Que fait la science spirite moderne ? Elle rassemble en un corps ce qui
était épars ; elle explique en termes propres ce qui ne l'était qu'en
langage allégorique ; elle élague ce que la superstition et l'ignorance ont
enfanté pour ne laisser que la réalité et le positif : voilà son rôle ; mais
celui de fondatrice ne lui appartient pas ; elle montre ce qui est, elle
coordonne, mais elle ne crée rien, car ses bases sont de tous les temps et
de tous les lieux ; qui donc oserait se croire assez fort pour l'étouffer
sous les sarcasmes et même sous la persécution ? Si on la proscrit d'un
côté, elle renaîtra en d'autres lieux, sur le terrain même d'où on l'aura
bannie, parce qu'elle est dans la nature et qu'il n'est pas donné à l'homme
d'anéantir une puissance de la nature, ni de mettre son
veto sur les
décrets de Dieu.
Quel intérêt, du reste, aurait-on à entraver la propagation des idées
spirites ? Ces idées, il est vrai, s'élèvent contre les abus qui naissent de
l'orgueil et de l'égoïsme ; mais ces abus, dont quelques-uns profitent,
nuisent à la masse ; il aura donc pour lui la masse, et n'aura pour
adversaires sérieux que ceux qui sont intéressés à maintenir ces abus. Par
leur influence, au contraire, ces idées, rendant les hommes meilleurs les
uns pour les autres, moins avides des intérêts matériels et plus résignés
aux décrets de la Providence, sont un gage d'ordre et de tranquillité.
VII
Le spiritisme se présente sous trois aspects différents : le fait des
manifestations, les principes de philosophie et de morale qui en
découlent, et l'application de ces principes ; de là trois classes, ou plutôt
trois degrés parmi les adeptes : 1° ceux qui croient aux manifestations et
se bornent à les constater : c'est pour eux une science d'expérimentation ;
2° ceux qui en comprennent les conséquences morales ; 3° ceux qui
pratiquent ou s'efforcent de pratiquer cette morale. Quel que soit le point
de vue, scientifique ou moral, sous lequel on envisage ces phénomènes
étranges, chacun comprend que c'est tout un nouvel ordre d'idées qui
surgit, dont les conséquences ne peuvent être qu'une profonde
modification dans l'état de l'humanité, et chacun comprend aussi que
cette modification ne peut avoir lieu que dans le sens du bien.

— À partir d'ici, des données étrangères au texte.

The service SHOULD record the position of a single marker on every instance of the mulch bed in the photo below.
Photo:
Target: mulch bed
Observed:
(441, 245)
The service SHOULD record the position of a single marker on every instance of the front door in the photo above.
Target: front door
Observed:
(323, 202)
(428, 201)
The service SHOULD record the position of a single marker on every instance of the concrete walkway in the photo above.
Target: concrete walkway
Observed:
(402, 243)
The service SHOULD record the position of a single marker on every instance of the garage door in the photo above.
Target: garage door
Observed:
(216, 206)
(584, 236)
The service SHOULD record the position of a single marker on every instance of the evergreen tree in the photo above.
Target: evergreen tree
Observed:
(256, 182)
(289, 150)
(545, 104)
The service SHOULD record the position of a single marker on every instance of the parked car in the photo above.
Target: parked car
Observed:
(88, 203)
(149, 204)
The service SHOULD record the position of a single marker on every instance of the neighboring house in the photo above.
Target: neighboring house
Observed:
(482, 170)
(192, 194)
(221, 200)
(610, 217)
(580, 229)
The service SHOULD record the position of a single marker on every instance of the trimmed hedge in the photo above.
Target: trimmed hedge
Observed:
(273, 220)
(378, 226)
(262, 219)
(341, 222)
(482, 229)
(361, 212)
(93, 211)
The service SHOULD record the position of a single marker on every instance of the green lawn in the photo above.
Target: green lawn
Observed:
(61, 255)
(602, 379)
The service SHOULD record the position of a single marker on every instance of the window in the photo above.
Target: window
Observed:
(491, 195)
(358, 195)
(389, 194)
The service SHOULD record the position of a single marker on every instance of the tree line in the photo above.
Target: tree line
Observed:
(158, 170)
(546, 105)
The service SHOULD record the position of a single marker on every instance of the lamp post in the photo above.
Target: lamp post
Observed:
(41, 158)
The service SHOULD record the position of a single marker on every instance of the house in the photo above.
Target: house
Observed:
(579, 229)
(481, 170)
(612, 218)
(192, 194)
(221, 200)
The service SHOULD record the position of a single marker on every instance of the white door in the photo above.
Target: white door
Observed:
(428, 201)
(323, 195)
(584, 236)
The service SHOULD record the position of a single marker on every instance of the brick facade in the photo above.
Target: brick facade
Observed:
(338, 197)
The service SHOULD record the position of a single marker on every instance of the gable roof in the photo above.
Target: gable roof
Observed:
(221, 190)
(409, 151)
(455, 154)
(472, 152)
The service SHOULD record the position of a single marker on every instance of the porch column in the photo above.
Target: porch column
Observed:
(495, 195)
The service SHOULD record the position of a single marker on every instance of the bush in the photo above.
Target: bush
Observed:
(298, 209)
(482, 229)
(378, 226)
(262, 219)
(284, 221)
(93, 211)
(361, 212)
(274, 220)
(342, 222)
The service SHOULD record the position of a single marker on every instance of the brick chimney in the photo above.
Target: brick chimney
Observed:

Quant aux adversaires, on peut aussi les classer en trois catégories :
1° ceux qui nient par système tout ce qui est nouveau ou ne vient pas
d'eux, et qui en parlent sans connaissance de cause. A cette classe
appartiennent tous ceux qui n'admettent rien en dehors du témoignage
des sens ; ils n'ont rien vu, ne veulent rien voir, et encore moins
approfondir ; ils seraient même fâchés de voir trop clair, de peur d'être
forcés de convenir qu'ils n'ont pas raison ; pour eux, le spiritisme est une
chimère, une folie, une utopie, il n'existe pas : c'est plutôt dit. Ce sont les
incrédules de parti pris. A côté d'eux, on peut placer ceux qui ont daigné
jeter un coup d'oeil pour l'acquit de leur conscience, afin de pouvoir
dire : J'ai voulu voir et je n'ai rien vu ; ils ne comprennent pas qu'il faille
plus d'une demi-heure pour se rendre compte de toute une science. -
2° Ceux qui, sachant très bien à quoi s'en tenir sur la réalité des faits, les
combattent néanmoins par des motifs d'intérêt personnel. Pour eux, le
spiritisme existe, mais ils ont peur de ses conséquences ; ils l'attaquent
comme un ennemi. - 3° Ceux qui trouvent dans la morale spirite une
censure trop sévère de leurs actes ou de leurs tendances. Le spiritisme
pris au sérieux les gênerait ; ils ne rejettent ni n'approuvent : ils préfèrent
fermer les yeux. Les premiers sont sollicités par l'orgueil et la
présomption ; les seconds, par l'ambition ; les troisièmes, par l'égoïsme.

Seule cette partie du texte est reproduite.